In his interactions with four new ambassadors presenting their letters of credence on Thursday, President Muhammadu Buhari said, among other things, that Nigeria’s youthful population and ethnic diversity presented peculiar challenges. According to him, “As you may know, Nigeria is an ethnic and culturally diverse society with various opportunities which we seek to creatively utilize for the benefit of our people.
We are also a country with a huge population which is predominantly youthful. These pose peculiar new challenges.” Even though he also invited the international community to take advantage of the youth population, in other words seeing the problem as an opportunity, it is more significant than his mindset frames the burgeoning youth population and ethnic diversity as a problem. For him, therefore, it is a question of whether the cup is half full or half empty only that from the context of his statements, not to say the experience of his administration, he sees the cup frequently as half empty.
Nigeria’s youth population, as disproportionately large as it is, presents itself as an opportunity both for the international community, which is more adept at cashing in on such things, and the domestic economy. It is not a challenge in the sense the president tremulously expressed, not to say a new and peculiar one. Furthermore, contrary to how the Buhari presidency has insouciantly handled ethnic suspicion, Nigeria’s ethnic diversity is a great opportunity to forge a country out of its diversity into a uniquely blended one.

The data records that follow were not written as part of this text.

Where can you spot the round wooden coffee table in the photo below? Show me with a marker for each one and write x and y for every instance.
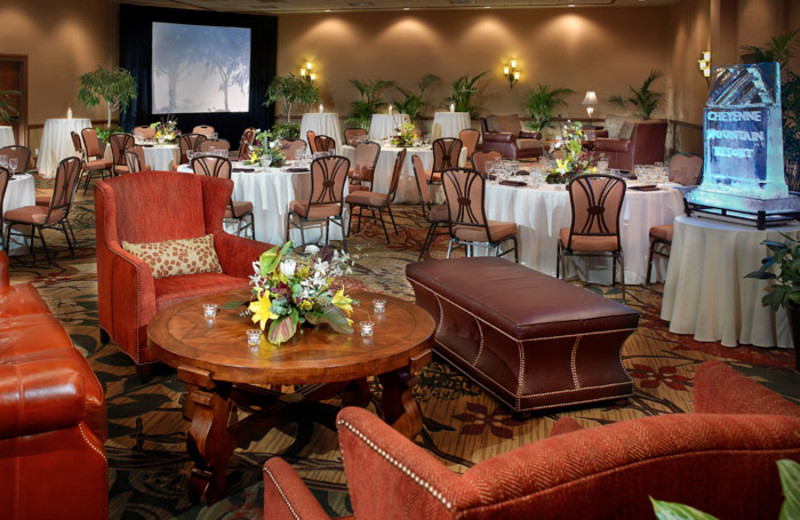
(222, 372)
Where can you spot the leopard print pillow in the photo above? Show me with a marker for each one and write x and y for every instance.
(176, 257)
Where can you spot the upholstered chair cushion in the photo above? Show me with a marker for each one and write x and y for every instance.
(178, 257)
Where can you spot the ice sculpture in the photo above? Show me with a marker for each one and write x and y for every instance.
(743, 168)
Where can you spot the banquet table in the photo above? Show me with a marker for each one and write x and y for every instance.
(6, 136)
(449, 124)
(322, 124)
(706, 293)
(407, 191)
(385, 125)
(541, 212)
(57, 143)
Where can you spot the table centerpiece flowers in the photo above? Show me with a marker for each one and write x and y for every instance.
(305, 290)
(266, 150)
(407, 136)
(576, 160)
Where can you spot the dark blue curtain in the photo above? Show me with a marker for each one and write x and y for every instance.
(136, 51)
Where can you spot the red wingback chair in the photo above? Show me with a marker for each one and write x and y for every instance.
(505, 134)
(640, 142)
(52, 415)
(154, 207)
(720, 459)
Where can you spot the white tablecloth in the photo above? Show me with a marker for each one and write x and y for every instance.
(322, 124)
(385, 125)
(6, 136)
(407, 191)
(706, 293)
(540, 214)
(57, 142)
(449, 124)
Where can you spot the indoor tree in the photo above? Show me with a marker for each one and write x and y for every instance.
(541, 101)
(643, 100)
(116, 87)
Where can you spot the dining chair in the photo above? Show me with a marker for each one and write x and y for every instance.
(596, 202)
(22, 155)
(93, 158)
(119, 144)
(325, 203)
(479, 160)
(363, 170)
(465, 190)
(353, 136)
(51, 216)
(437, 215)
(239, 210)
(469, 137)
(374, 201)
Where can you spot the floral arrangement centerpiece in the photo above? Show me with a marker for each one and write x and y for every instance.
(288, 292)
(576, 161)
(407, 135)
(266, 150)
(166, 131)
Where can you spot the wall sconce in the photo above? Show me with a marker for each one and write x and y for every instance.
(589, 100)
(305, 72)
(511, 73)
(704, 64)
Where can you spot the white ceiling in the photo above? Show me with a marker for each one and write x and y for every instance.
(317, 6)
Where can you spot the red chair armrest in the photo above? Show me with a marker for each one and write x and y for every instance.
(285, 495)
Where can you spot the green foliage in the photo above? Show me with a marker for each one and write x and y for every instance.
(8, 108)
(786, 286)
(114, 86)
(541, 101)
(643, 100)
(413, 102)
(291, 89)
(361, 110)
(463, 92)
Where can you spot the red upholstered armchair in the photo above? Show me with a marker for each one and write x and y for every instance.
(640, 142)
(505, 134)
(155, 207)
(720, 459)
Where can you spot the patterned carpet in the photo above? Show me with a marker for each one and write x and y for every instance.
(463, 425)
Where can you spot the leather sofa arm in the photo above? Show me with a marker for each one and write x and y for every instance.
(611, 145)
(41, 392)
(720, 389)
(496, 137)
(286, 497)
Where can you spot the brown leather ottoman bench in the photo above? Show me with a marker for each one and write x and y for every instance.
(532, 341)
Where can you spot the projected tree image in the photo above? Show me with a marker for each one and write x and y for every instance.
(199, 68)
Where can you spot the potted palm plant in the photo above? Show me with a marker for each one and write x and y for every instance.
(785, 289)
(540, 102)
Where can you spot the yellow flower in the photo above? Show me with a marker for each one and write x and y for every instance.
(262, 310)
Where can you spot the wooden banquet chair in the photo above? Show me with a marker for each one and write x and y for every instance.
(465, 190)
(596, 202)
(436, 215)
(53, 215)
(374, 201)
(325, 203)
(238, 210)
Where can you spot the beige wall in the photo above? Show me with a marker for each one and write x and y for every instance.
(598, 49)
(62, 40)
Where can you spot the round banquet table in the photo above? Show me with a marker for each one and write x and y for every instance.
(6, 136)
(449, 124)
(407, 191)
(385, 125)
(322, 124)
(706, 293)
(57, 143)
(541, 212)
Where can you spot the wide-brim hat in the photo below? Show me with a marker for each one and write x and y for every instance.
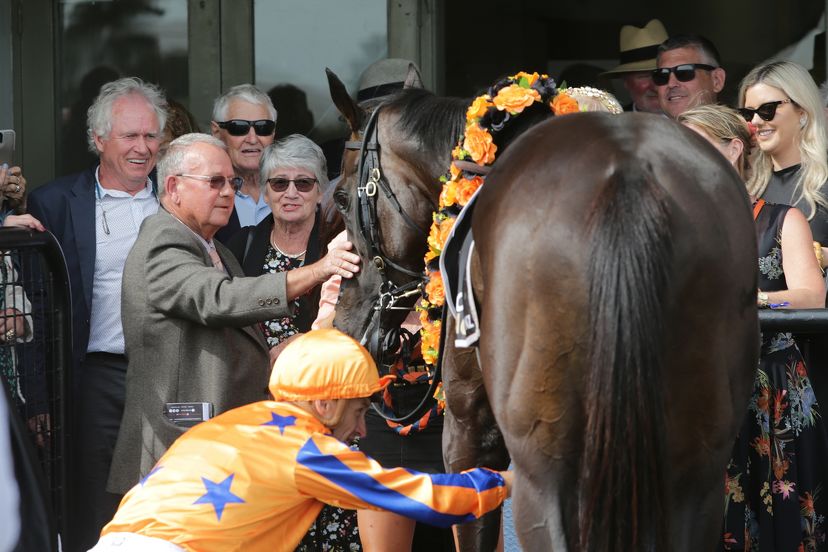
(325, 365)
(639, 48)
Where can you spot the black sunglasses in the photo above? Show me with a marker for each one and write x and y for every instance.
(280, 184)
(217, 182)
(240, 127)
(684, 73)
(766, 111)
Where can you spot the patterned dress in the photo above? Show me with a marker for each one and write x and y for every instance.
(775, 484)
(335, 529)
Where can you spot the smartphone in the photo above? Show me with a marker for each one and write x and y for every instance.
(6, 147)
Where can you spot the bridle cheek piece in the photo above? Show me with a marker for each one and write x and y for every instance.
(380, 340)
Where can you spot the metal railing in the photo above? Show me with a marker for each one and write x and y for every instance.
(36, 366)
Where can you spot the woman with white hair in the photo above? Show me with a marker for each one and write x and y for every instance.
(293, 177)
(782, 102)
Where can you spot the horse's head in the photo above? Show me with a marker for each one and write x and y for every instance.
(387, 193)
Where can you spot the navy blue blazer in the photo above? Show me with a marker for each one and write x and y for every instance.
(66, 207)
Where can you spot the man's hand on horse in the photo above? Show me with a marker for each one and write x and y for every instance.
(338, 262)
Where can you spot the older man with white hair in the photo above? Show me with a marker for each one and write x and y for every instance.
(95, 215)
(244, 119)
(190, 316)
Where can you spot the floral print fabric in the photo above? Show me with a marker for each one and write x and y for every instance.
(335, 529)
(774, 484)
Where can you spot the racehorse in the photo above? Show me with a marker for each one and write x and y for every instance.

As the United States motto says, e pluribus unum — out of many, one. President Buhari may be unaware of the nuances emblazoned on the statements he expressed before the four ambassadors, but the indisputable fact is that he worries about the consequences of rising youth population and ethnic diversity, two factors that a more enterprising government would see as an opportunity to manage and forge greatness.
Going by the president’s mindset on youth population and ethnic diversity, the country will continue to wrestle with an issue which if it had been properly framed as a solution and opportunity would have led to a pleasant and great outcome.
Why is anyone surprised that until the EndSARS problem manifested, the government paid no heed to the looming youth crisis? Pursuant to this, would the government then wait until ethnic conflict ensued on a scale clearly more unmanageable than the youth crisis of today before seeing and exploiting it as an opportunity?